Mr. Pibb is my favorite soft drink, and also the one with the least advertising (for a Coke or Pepsi product, anyway) as far as I can tell. Why? Does it have a cult following? Do they figure that nobody buys it except when the vending machine is out of Coke?

Should be “Mr. Pibb” in the title. (If you haven’t figured that out you deserve to drink Tab.)

Paul. I fixed your spelling in the OP.

samclem GQ moderator

Mr. Pibb is Coke’s answer to Dr. Pepper. They sell it primarily in areas where Dr. Pepper is popular (I have never seen it in a vending machine around here), though you can get it in supermarkets. I think they don’t expect to convert Dr. Pepper drinkers, but want it available as an option for people who like that flavor and are willing to take it when there’s only a Coke machine around.

from http://www.misterpibb.com/history.htm

Mr. Pibb is Coke’s answer to Dr. Pepper. They probably don’t push it too hard because they know they aren’t going to get significant market share away from that high profile brand, but at least they’ve got a credible competitor to it.

Dr. Pepper, btw, is part of the Cadbury-Schweppes lineup - they aren’t competing with Pepsico on that turf. Cadbury-Schweppes is on a mission to dominate non-cola soft drinks, and owns a huge number of well known brands such as Dr. Pepper, and Seven-Up, as well as Squirt, Stewart’s and IBC, my usual choices.

A lot of Soft Drink brands hang on with a small established base of customers. Margins are high on soft drinks, especially ones that have some brand loyalty and you don’t have to promote. Essentially, the brand IS the product. It’s worth it for a large company to keep them going for the regular income from even a small base. Squirt is a case in point - the stuff has been made since the late 30’s, and has passed through ownership by larger and larger companies who all kept making it (A&W owned them at one point - A&W is now also owned by Cadbury-Schweppes).

Hmmm. On preview, I see that RealityChuck has already posted an answer that starts out “Mr. Pibb is Coke’s answer to Dr. Pepper”. I’m going to post this anyway.

I’m here in Texas, where Dr Pepper is very popular. Pibb is also widely available, going along with RealityChuck’s theory. When I order a Dr Pepper in a restaurant, I’m often immediately asked if Pibb is okay. I once was even given a Pibb after ordering a Dr Pepper without the waiter asking if the substitution was okay. (I must admit, I only found out when I saw “Mr. Pibb” on the receipt.)

I used to see commercials for Pibb from time to time just after they changed its name to Pibb Xtra, but I can’t remember seeing any lately. Dr Pepper ads, on the other hand, are omnipresent.

I always like to mention Safeway has Dr. Skipper and Shasta had Dr. Diablo… Tasted like, well, you know.
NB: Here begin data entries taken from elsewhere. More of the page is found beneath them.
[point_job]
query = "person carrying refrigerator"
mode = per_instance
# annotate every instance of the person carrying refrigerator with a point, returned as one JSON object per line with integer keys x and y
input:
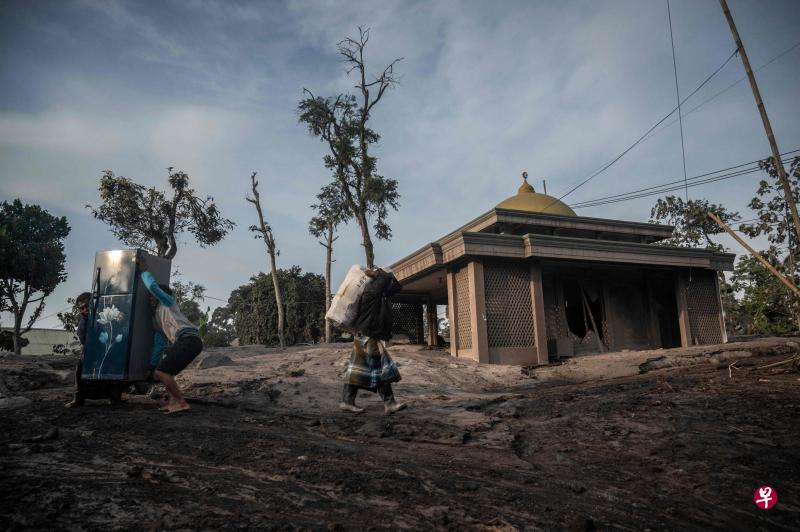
{"x": 176, "y": 342}
{"x": 89, "y": 390}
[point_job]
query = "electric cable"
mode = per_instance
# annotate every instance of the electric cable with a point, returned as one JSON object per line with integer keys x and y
{"x": 726, "y": 89}
{"x": 678, "y": 97}
{"x": 640, "y": 139}
{"x": 654, "y": 188}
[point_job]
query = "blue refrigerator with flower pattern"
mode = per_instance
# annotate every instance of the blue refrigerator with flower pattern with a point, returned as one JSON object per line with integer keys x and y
{"x": 119, "y": 335}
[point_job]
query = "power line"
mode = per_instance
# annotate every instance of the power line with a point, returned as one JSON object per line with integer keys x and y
{"x": 640, "y": 139}
{"x": 726, "y": 89}
{"x": 750, "y": 163}
{"x": 678, "y": 96}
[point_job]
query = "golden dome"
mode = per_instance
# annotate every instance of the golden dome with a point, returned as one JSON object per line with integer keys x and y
{"x": 528, "y": 200}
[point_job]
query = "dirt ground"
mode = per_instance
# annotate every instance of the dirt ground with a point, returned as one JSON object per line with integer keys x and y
{"x": 659, "y": 440}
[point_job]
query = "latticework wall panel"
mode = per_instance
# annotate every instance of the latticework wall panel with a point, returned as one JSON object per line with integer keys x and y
{"x": 553, "y": 322}
{"x": 463, "y": 320}
{"x": 704, "y": 311}
{"x": 509, "y": 314}
{"x": 407, "y": 319}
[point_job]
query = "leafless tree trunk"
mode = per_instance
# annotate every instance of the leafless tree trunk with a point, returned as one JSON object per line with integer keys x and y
{"x": 266, "y": 233}
{"x": 9, "y": 291}
{"x": 328, "y": 245}
{"x": 364, "y": 165}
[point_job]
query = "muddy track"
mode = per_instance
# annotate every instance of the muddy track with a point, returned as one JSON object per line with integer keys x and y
{"x": 671, "y": 449}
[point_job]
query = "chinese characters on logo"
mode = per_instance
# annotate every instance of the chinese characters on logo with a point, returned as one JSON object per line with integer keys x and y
{"x": 765, "y": 497}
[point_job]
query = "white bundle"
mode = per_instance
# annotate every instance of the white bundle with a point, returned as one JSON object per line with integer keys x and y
{"x": 344, "y": 307}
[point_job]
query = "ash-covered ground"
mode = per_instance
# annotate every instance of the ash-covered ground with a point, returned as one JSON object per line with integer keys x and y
{"x": 660, "y": 440}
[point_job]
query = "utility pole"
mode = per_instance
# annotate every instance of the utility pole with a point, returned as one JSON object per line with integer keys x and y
{"x": 776, "y": 155}
{"x": 755, "y": 254}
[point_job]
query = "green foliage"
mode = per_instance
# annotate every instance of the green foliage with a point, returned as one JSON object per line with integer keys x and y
{"x": 189, "y": 296}
{"x": 773, "y": 218}
{"x": 32, "y": 265}
{"x": 220, "y": 331}
{"x": 766, "y": 305}
{"x": 145, "y": 218}
{"x": 693, "y": 227}
{"x": 7, "y": 341}
{"x": 342, "y": 123}
{"x": 255, "y": 316}
{"x": 331, "y": 209}
{"x": 69, "y": 319}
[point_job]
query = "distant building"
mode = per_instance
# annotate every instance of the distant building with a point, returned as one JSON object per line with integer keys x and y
{"x": 530, "y": 279}
{"x": 43, "y": 341}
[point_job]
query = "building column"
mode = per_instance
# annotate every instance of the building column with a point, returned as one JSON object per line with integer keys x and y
{"x": 537, "y": 304}
{"x": 452, "y": 312}
{"x": 681, "y": 285}
{"x": 433, "y": 324}
{"x": 721, "y": 308}
{"x": 477, "y": 302}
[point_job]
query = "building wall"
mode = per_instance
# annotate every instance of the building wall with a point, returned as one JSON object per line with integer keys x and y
{"x": 703, "y": 305}
{"x": 509, "y": 311}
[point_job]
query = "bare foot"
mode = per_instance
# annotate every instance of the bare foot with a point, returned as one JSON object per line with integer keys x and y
{"x": 390, "y": 409}
{"x": 350, "y": 408}
{"x": 174, "y": 408}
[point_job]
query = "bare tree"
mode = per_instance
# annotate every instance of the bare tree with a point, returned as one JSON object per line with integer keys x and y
{"x": 341, "y": 122}
{"x": 147, "y": 218}
{"x": 331, "y": 212}
{"x": 264, "y": 231}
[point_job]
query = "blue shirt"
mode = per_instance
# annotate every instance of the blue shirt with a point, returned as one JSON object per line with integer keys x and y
{"x": 159, "y": 339}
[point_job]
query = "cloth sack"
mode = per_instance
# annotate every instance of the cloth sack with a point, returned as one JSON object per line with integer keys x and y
{"x": 344, "y": 307}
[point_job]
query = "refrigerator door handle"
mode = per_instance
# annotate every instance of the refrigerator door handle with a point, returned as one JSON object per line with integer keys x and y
{"x": 96, "y": 290}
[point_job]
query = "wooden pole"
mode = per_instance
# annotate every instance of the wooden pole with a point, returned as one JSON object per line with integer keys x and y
{"x": 754, "y": 253}
{"x": 776, "y": 154}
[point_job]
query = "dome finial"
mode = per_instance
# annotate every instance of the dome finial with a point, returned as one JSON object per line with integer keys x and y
{"x": 526, "y": 187}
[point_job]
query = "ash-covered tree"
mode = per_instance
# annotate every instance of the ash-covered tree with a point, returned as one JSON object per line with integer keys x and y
{"x": 255, "y": 316}
{"x": 69, "y": 318}
{"x": 32, "y": 264}
{"x": 331, "y": 212}
{"x": 761, "y": 292}
{"x": 189, "y": 295}
{"x": 148, "y": 218}
{"x": 765, "y": 305}
{"x": 341, "y": 122}
{"x": 264, "y": 232}
{"x": 693, "y": 227}
{"x": 221, "y": 331}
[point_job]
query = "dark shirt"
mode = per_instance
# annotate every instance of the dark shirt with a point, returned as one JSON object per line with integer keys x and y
{"x": 374, "y": 308}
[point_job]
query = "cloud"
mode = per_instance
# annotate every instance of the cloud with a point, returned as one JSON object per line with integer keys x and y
{"x": 195, "y": 135}
{"x": 59, "y": 131}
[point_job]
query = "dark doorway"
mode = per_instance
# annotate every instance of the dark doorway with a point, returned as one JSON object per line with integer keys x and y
{"x": 583, "y": 305}
{"x": 665, "y": 309}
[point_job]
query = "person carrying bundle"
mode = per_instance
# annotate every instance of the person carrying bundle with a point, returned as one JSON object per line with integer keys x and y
{"x": 370, "y": 366}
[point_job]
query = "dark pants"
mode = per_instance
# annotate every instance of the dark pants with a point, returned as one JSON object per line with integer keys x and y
{"x": 95, "y": 390}
{"x": 350, "y": 392}
{"x": 180, "y": 354}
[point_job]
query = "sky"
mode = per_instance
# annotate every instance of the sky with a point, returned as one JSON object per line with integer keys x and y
{"x": 487, "y": 90}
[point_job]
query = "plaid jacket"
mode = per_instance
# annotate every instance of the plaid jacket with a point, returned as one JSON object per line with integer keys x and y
{"x": 370, "y": 365}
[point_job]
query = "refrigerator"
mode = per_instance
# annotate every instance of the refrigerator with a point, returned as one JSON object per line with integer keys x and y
{"x": 119, "y": 333}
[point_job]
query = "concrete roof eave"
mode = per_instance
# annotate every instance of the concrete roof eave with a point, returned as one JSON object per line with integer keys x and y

Ah Shasta, what a deprived childhood.

Back when I drank sodas with caffeine in them, I would ONLY drink Dr Pepper and the various caffeinated root beers (some root beers have caffeine in them, some don’t). I tried Mr. Pibb a couple of times, and frankly, thought it tasted nasty. As others have said, it’s Coke’s answer to Dr Pepper. But not an acceptable answer, to me.

Most people who drink sodas find colas at least acceptable, if not preferred. So most people will be happy with one cola or another. As it happens, I don’t like the cola taste, and won’t voluntarily drink it, with or without caffeine. However, I know that I’m in the minority here.

It seems to me (and I have nothing to back this up, I am totally basing this on my unscientific observations) that cola drinkers will often have a preferred brand of cola, but will drink almost any brand of cola available if their preferred brand is not available for some reason.

Sometimes a store or chain will make a deal with a soft drink company…“we will only carry your brands if you cut us a deal”, which means that Taco Bell, for instance, will not carry Sprite or Seven Up, but will carry Sierra Mist Mountain Dew or Teem or some other, totally unacceptable, lemon-lime flavored soda.

I have to say that I used to be VERY fond of Shasta Black Cherrry soda some years back. I’ve tried to cut down on my soda drinking, though, and I haven’t even looked for that brand in years.

They do have POP (Point of Purchase) advertising materials for Mr. Pibb, but I’m not sure if they are part of a national campaign or not. When our theater switched over from Dr. Pepper to Mr. Pibb we received a slew of counter signs, ceiling danglies and buttons saying “Mr. Pibb - put it in your head!” which we thought was hilarious. The assistant manager also got a kick out of replying to the question “Do you have Dr. Pepper?” with “We have PIBB, Mister!”

Re: the Cadbury-Schwepps angle - I remember in the 70s Mr. Pibb and 7-Up used to have nearly identical lettering (It looked sort of like marquee lighting…I can’t think of how to describe it.) No question they were from the same company/family.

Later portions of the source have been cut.